In 1974 Arlene read Betty Jeffrey’s biography, White Coolies, the diary of her time as a prisoner of the Japanese during World War II in Indonesia. She was profoundly moved by the story of the Australian nurses.

She began her training at The Royal Melbourne Hospital in 1978. Following her training, she completed a Staff Year and then commenced a Coronary Care Course also at the RMH. She followed on and did her midwifery training at the Royal Women’s Hospital,
Melbourne. She returned to the Royal Melbourne Hospital, where she held the positions of Charge Nurse (Nurse Unit Manager) and Nurse Educator. She completed a Graduate Diploma in Adult Education at the University of Melbourne.

She is the Treasurer of the Lemnos – Gallipoli Commemorative Committee, which commemorates the Australian Nurses who served in Greece during World War I, a member of the Royal Melbourne Hospital’s Heritage Advisory Committee and is also an active member of Friends of Banka Island who assists the local community with aid as well as conducting the annual commemorative service for the nurses lost in the massacre on Banka Island.

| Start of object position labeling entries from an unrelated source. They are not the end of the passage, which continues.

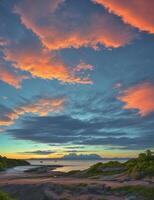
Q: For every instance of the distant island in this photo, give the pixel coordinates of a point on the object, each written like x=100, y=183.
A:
x=74, y=156
x=8, y=163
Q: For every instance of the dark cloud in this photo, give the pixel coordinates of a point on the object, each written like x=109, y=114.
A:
x=39, y=152
x=66, y=130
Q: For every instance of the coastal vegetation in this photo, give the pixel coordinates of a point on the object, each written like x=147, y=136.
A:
x=8, y=163
x=5, y=196
x=136, y=168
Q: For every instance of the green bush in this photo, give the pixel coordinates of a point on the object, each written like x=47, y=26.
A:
x=5, y=196
x=147, y=192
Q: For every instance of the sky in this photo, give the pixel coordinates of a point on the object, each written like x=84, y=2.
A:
x=76, y=76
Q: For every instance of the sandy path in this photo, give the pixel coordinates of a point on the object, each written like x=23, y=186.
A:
x=61, y=180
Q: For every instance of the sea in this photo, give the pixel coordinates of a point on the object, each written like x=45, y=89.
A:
x=69, y=165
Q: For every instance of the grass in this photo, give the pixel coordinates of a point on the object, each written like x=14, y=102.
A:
x=147, y=192
x=5, y=196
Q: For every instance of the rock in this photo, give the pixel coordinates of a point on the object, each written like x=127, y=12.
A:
x=48, y=195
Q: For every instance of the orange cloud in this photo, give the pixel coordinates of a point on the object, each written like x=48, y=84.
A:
x=43, y=64
x=41, y=107
x=139, y=97
x=59, y=32
x=11, y=78
x=138, y=13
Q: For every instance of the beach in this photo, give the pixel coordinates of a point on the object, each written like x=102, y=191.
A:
x=31, y=185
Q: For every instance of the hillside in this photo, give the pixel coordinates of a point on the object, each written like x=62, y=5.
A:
x=136, y=168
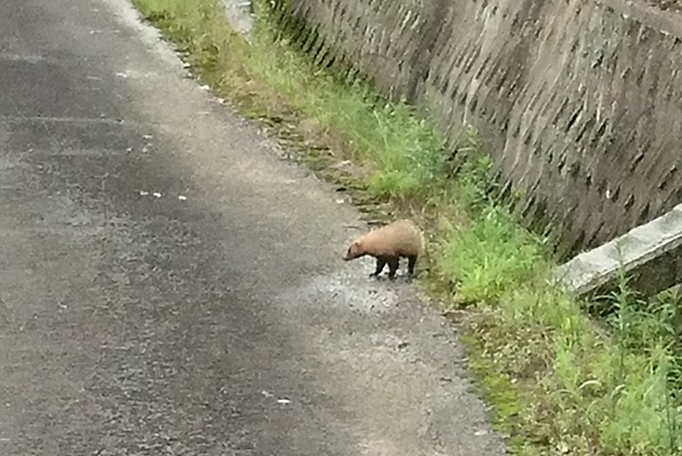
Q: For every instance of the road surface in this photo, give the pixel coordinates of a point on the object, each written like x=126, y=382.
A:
x=170, y=286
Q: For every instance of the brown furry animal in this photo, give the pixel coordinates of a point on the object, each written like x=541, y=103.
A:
x=388, y=244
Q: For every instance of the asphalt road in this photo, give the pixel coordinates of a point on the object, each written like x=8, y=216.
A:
x=213, y=318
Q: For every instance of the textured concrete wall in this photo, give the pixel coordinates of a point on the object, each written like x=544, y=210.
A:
x=580, y=99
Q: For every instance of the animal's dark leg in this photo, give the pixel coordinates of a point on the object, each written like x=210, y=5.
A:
x=411, y=262
x=381, y=262
x=392, y=266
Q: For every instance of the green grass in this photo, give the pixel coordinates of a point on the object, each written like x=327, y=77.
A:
x=560, y=382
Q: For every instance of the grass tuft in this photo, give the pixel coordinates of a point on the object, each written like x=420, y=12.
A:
x=560, y=382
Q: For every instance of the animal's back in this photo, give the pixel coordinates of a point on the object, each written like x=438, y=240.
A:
x=400, y=238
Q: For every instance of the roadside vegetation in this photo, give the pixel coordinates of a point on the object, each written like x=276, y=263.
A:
x=560, y=381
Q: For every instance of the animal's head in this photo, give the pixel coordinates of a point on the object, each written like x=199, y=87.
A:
x=354, y=251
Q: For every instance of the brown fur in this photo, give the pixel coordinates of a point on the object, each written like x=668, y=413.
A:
x=400, y=239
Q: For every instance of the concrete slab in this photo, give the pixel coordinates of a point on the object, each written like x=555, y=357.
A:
x=649, y=254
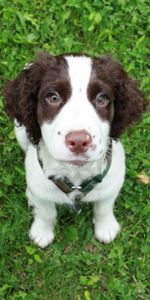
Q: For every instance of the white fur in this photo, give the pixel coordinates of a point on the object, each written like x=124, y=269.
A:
x=77, y=114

She was the immediate past president of the Australian Nurses Memorial Centre and remains on the History and Heritage Committee. She is an active participant in the commemoration of all nurses who have served from before Federation and, in particular, those nurses who lost their lives in Indonesia or were imprisoned during World War II and was recently interviewed by the Australian Nursing and Midwifery Federations ANMJ journal for their ANZAC Day remembrance of Vivian Bullwinkel. She has a close relationship with many of the families who had relatives in the camps or who had been massacred on Banka Island.

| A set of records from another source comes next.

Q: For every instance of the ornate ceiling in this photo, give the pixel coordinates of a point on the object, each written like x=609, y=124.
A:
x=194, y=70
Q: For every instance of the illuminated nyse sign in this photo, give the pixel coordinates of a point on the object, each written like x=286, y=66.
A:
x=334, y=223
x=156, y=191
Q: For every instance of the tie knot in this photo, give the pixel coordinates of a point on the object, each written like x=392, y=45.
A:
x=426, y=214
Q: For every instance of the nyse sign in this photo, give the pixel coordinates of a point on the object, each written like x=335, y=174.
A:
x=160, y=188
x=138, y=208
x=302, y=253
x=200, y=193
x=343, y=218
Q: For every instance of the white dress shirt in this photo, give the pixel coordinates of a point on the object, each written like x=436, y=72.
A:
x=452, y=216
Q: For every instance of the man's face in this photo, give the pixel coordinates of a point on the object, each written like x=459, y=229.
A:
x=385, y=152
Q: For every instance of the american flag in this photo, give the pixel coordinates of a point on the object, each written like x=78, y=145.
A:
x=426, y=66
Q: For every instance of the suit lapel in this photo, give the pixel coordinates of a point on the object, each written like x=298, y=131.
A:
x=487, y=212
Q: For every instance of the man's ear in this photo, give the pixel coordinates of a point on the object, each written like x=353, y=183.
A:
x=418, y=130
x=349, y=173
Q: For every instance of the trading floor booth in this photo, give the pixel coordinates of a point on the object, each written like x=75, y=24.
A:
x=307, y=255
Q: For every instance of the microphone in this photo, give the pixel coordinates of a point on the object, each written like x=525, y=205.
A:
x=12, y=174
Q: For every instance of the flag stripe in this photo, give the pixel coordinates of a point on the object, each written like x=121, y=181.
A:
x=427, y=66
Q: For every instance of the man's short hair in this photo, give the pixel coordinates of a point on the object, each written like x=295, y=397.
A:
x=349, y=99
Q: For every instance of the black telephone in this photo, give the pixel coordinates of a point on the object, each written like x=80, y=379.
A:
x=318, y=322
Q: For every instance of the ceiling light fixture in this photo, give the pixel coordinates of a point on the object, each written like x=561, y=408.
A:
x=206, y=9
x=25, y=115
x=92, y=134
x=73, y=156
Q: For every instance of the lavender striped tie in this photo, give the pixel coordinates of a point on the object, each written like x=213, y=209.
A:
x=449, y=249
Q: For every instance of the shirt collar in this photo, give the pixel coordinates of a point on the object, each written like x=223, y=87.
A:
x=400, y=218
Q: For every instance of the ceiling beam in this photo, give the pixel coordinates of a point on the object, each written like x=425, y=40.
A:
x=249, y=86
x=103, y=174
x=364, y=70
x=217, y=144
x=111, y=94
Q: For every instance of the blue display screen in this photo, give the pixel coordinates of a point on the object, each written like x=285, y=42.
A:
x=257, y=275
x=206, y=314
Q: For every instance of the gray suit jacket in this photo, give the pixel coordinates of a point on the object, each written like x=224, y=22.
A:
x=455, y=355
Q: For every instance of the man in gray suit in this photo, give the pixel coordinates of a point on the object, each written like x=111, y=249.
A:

She has travelled to all of the sites in Indonesia where the camps were during World War II and has recently returned from Java, Banka Island and Sumatra.


Terry Smyth

Dr Terry Smyth was awarded a PhD in Sociology from the University of Essex in 2017; since then, he has been a Community Fellow in their Department of History (an honorary role). From his earliest days, he wondered how his own childhood had compared with those of other children of FEPOWs. After careers in the NHS and in further and higher education, this curiosity led to a PhD based on in-depth interviews. Terry has spoken about his research at conferences in the UK, Japan, and the Netherlands and has also written two chapters for edited volumes.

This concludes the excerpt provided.